En cette veille de Noël 2022 à La Réunion, l’arrivée d’un bateau de réfugiés en provenance du Sri Lanka est annoncée. Ces réfugiés seront-ils encore tous traités comme des délinquants avec le risque d’être expulsé vers un pays où leur vie est en danger ? Plutôt que la stigmatisation voire la répression, il est grand temps de mettre l’accent sur l’éducation pour que les Réunionnais soient informés sur les raisons de la venue de réfugiés à La Réunion, et puissent tous retrouver le sens de l’hospitalité, une valeur commune des peuples de l’océan Indien et de l’Afrique.
Lissilamou Toumbou, président de l’Union des étudiants mahorais de La Réunion, était invité de la Matinale de Réunion Première radio le 24 novembre dernier. Il a notamment évoqué une des causes de l’arrivée de Mahorais à La Réunion : l’insécurité.
« On a remarqué ces dernières années qu’il y a beaucoup de personnes qui viennent scolariser leurs enfants ici, non pas parce qu’à Mayotte il n’y a pas d’école, non pas parce qu’à Mayotte il n’y a pas de place, tout simplement parce qu’à Mayotte il n’y a pas de sécurité ».
Or, la situation sociale à Mayotte est dans l’impasse. Pendant ce temps, la croissance démographique et la pression sur l’environnement s’accélèrent, avec comme illustration les pénuries d’eau. Si le système en place dans cette île ne change pas, les raisons d’immigrer à La Réunion vont se renforcer et les arrivées de réfugiés venant de Mayotte seront plus nombreuses.
D’autres réfugiés ne sont pas accueillis dans les mêmes conditions. C’est ce que rappelle l’arrivée attendue aujourd’hui à La Réunion d’un bateau venant du Sri Lanka. A son bord, plus de 40 personnes ont été contraintes de fuir leur pays pour chercher une vie meilleure dans notre île.
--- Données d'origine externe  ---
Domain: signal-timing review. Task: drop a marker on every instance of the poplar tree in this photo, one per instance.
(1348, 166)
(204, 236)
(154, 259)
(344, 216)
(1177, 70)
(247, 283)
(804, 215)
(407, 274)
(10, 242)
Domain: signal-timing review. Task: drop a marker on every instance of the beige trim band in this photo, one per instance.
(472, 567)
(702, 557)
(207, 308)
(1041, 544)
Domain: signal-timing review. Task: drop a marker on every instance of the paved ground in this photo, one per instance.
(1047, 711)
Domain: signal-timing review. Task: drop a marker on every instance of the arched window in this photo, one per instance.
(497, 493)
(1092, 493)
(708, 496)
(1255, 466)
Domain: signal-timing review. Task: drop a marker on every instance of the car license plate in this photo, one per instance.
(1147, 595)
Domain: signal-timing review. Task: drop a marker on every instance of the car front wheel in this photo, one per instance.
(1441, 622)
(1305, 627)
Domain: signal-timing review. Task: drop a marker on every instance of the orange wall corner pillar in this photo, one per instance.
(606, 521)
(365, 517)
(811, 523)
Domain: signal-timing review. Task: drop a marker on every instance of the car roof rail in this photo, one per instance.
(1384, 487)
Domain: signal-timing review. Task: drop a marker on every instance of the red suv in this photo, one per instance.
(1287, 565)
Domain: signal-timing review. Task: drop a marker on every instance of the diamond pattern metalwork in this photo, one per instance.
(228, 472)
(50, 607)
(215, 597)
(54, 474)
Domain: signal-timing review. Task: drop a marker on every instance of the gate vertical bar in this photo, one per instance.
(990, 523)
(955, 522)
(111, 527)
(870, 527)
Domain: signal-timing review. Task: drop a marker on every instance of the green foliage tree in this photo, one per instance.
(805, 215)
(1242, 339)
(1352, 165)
Les raisons de quitter le Sri Lanka sont nombreuses et sérieuses. Ce pays est plongé dans une grave crise depuis 10 ans. Pour limiter les importations, les autorités du Sri Lanka ont imposé une transition vers l’agriculture biologique sans transition. Les rendements se sont effondrés, les prix ont grimpé et un tiers des habitants du Sri Lanka sont en insécurité alimentaire.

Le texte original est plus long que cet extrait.